Llegamos al final del cuento del trébol de las cuatro hojas de la suerte ilimitada (ver entradas anteriores). Nott fue al palacio de Merlín y cuando llegó se dio cuenta de que todo el jardín había sido empedrado, la bruja le había mentido. Ya no había jardín. No quiso hacer daño a Merlín y se fue a su castillo solitario.Sid fue a enseñar a Merlín los tréboles y a contarle cómo los había conseguido. Merlín le felicitó por haber creado las circunstancias. Y Sid fue por todo el reino contando su felicidad y enseñando los tréboles de cuatro hojas. Todos los que habían crecido en su pequeño terreno.

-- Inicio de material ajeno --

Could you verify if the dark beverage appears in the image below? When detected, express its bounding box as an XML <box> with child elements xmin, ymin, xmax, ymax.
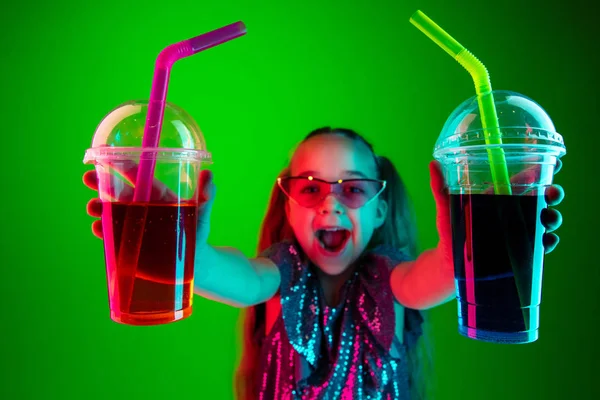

La buena suerte depende de tí.
Cuando acabó de contarle el cuento. David estaba pensativo. Victor se dio cuenta y le dijo que no se lo tomara como algo personal, que no se lo aplicase. Pero David le dijo que no era casualidad haber oído ese cuento. Llevaba mucho tiempo buscando a su amigo de la infancia, su único verdadero amigo. Había dedicado muchos días y esfuerzo. Al final lo había encontrado “no por casualidad”, y comprendía que el cuento le venía al pelo. Comenzaría a crear nuevas circunstancias.
Notas tomadas de la lectura del libro La bona sort, claus per a la prosperitat (Urano, Barcelona 2004) de Àlex Rovira Celma y Fernando Trías de Bes.